IN 1963, American inventor Harvey Ball was hired by an insurance company to come up with a symbol to help improve company morale.
In about 10 minutes Bell came up with the now-famous yellow circle with dots for eyes and a big curvy grin.
Soon his little face was emblazoned on bumper stickers, coffee mugs, and, most famously, boxer shorts.
The symbol for happiness even ended up on a postage stamp.
Bell never copyrighted the symbol and sold it for $45 to the insurance company, so he didn’t make another cent, but that never bothered him.
He said: “Hey, I can only eat one steak at a time.”
Now there’s a wise man who understood that money cannot buy real happiness.
The great psychologist Carl Jung talked about the instinctive hunger of humans to live as they are meant to live, to know they have used their time on Earth well and not wasted it.
To know the world will be different for their having passed through it.
We will always have unfulfilled dreams, hungers that will never be satisfied and frustrations at our own inadequacies.
If wealth cannot bring happiness, what can? Intelligence?
“Happiness in intelligent people is the rarest thing I know,” said the ultimately sad author Ernest Hemingway.
And several studies confirm that.
Author and priest Ron Rolheiser said we often ask ourselves the wrong question in our quest to find happiness.
The question should not be: Am I happy? Rather the questions should be: Is my life meaningful? Is there meaning in my life?
“We need to ask the deep questions about our lives in terms of meaning rather than in terms of happiness because, for the most part, we have a false, over-idealised, and unrealistic concept of happiness,” he said.
C.S. Lewis said that happiness and unhappiness colour backwards: If our lives end up happy, we realise that we have always been happy even through the difficult times.
And if our lives end up unhappy we realise that we have always been unhappy, even during the pleasurable periods.
Where we end up ultimately in terms of meaning will determine whether our lives have been happy or unhappy.
Jesus told men and women how to be happy by giving, not in getting.
In compassion rather than acquisition.
“The kingdom of God is within you,” he said.
Understand that and you find the joy that passes all human understanding.
Rabbi Harold Kushner said it was not dying that frightened people, it was the fear of dying with the sense we were never really alive.

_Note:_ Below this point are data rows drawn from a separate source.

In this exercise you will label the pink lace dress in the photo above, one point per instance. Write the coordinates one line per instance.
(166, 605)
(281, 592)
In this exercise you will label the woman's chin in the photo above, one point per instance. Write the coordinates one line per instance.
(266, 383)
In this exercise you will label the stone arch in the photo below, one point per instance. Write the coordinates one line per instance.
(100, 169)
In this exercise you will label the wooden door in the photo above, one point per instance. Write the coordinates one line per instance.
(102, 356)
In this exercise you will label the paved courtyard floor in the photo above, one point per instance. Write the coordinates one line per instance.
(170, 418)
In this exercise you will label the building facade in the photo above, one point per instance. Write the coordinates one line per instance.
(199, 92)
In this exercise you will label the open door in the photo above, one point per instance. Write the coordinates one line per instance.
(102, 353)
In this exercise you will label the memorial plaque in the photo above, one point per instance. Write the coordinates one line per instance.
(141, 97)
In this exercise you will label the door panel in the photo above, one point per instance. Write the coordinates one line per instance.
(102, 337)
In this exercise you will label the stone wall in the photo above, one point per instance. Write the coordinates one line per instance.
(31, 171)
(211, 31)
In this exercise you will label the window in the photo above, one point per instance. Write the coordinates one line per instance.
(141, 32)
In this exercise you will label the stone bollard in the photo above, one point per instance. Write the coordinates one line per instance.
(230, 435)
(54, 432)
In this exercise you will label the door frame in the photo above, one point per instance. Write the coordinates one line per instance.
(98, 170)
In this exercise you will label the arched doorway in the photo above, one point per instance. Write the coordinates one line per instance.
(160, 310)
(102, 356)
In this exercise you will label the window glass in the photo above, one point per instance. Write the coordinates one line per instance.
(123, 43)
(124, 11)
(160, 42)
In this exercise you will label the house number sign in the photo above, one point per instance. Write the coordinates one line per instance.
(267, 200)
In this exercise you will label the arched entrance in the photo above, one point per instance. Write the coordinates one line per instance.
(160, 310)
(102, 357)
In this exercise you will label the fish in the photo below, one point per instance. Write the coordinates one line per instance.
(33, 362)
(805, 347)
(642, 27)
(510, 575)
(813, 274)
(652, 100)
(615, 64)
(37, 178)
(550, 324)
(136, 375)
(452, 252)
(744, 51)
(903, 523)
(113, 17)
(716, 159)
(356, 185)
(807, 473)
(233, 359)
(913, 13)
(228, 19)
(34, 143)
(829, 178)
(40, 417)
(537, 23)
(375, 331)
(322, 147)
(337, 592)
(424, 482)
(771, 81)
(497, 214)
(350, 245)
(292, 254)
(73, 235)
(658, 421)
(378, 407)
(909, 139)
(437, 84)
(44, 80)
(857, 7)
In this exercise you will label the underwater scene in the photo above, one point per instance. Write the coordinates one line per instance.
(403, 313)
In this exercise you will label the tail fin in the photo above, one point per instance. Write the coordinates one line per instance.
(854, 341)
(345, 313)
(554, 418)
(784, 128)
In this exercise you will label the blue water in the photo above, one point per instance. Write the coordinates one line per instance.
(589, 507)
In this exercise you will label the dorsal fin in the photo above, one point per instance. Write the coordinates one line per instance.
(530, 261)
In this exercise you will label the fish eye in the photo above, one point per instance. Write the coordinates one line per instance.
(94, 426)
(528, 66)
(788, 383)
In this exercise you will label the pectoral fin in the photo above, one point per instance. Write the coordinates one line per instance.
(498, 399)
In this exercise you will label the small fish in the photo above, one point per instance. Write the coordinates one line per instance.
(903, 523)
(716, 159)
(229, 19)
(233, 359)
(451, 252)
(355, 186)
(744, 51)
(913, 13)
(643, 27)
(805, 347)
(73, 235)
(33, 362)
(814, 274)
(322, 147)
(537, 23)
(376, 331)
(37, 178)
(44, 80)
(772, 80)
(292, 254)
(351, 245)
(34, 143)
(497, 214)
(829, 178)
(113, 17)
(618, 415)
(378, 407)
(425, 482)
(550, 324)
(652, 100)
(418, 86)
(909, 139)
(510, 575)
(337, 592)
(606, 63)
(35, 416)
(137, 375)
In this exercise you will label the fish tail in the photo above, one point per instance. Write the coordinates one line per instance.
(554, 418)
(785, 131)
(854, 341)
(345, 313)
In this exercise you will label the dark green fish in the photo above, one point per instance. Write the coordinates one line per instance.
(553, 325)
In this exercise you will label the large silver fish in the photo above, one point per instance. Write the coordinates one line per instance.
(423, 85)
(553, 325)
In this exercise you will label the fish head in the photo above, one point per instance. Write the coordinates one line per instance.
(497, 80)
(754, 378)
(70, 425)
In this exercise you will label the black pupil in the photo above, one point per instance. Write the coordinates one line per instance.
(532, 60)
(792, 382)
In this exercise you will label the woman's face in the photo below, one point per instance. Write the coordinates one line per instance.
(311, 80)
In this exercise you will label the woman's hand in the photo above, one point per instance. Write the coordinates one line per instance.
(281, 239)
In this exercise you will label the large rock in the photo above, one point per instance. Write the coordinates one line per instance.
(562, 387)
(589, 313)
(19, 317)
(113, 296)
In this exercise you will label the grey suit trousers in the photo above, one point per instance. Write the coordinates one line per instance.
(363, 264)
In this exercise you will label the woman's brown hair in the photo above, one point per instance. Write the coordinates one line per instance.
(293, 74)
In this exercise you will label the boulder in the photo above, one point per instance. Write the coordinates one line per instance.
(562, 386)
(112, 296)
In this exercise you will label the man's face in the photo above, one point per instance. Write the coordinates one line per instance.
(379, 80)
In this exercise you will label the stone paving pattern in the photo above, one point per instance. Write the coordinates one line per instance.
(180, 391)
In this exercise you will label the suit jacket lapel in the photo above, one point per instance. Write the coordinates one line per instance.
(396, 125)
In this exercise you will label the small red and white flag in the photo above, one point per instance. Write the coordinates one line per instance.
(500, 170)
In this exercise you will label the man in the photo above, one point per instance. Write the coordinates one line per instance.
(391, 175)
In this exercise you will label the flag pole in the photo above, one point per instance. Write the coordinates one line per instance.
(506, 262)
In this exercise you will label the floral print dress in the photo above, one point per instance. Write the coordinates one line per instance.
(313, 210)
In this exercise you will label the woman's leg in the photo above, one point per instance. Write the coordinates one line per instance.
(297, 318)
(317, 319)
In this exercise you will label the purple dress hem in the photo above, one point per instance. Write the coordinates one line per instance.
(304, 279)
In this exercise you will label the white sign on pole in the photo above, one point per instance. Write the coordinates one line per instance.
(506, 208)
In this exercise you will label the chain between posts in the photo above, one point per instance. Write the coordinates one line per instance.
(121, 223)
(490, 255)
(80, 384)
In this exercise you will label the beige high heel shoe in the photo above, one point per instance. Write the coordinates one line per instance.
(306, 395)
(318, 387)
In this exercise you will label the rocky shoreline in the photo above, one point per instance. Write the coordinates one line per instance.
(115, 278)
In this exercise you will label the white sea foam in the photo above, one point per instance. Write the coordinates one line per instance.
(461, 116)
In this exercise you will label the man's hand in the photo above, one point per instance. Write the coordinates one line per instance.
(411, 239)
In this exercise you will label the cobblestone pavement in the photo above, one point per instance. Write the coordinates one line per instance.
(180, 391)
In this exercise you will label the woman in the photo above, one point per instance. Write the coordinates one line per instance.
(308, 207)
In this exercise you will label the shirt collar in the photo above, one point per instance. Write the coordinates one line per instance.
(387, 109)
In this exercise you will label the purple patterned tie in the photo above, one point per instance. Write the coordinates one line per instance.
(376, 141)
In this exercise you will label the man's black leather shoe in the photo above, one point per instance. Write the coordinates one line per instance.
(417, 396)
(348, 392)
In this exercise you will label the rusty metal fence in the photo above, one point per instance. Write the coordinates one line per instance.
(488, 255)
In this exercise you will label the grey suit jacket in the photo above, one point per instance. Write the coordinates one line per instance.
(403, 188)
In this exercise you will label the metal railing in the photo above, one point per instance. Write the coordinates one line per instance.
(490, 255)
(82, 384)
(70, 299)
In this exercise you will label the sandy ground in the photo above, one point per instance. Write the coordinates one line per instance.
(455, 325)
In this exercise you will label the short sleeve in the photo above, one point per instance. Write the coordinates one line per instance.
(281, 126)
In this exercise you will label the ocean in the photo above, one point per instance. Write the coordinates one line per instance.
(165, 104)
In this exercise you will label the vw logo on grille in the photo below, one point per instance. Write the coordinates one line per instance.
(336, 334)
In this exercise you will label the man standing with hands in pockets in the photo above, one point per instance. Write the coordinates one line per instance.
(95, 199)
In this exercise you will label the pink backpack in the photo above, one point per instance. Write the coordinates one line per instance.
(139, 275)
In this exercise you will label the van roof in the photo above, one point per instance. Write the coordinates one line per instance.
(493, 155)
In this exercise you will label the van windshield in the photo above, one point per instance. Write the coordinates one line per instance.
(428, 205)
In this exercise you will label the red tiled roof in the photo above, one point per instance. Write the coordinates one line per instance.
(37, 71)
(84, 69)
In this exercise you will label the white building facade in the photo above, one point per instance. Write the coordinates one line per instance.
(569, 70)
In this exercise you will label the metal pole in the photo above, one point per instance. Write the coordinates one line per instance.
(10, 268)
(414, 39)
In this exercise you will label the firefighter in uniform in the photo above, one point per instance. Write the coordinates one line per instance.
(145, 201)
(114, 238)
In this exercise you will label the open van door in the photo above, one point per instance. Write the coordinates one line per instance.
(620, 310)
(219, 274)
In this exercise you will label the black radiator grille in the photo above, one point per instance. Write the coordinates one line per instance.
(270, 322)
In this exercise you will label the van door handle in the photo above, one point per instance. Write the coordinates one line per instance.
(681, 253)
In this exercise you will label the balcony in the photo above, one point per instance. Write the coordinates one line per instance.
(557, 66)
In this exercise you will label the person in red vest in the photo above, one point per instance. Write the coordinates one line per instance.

He said the secret was realising happiness did not derive from wealth, power, learning, indulgence or even religiosity, but from living fully in the moment, and risking the pain of giving ourselves to what really matters – understanding that we are loved creations.
Rabbi Kushner wrote that too many people believed in Murphy’s Law that anything that could go wrong would.
“At the divine level there is another opposite law: anything that should be set right sooner or later will,” he said.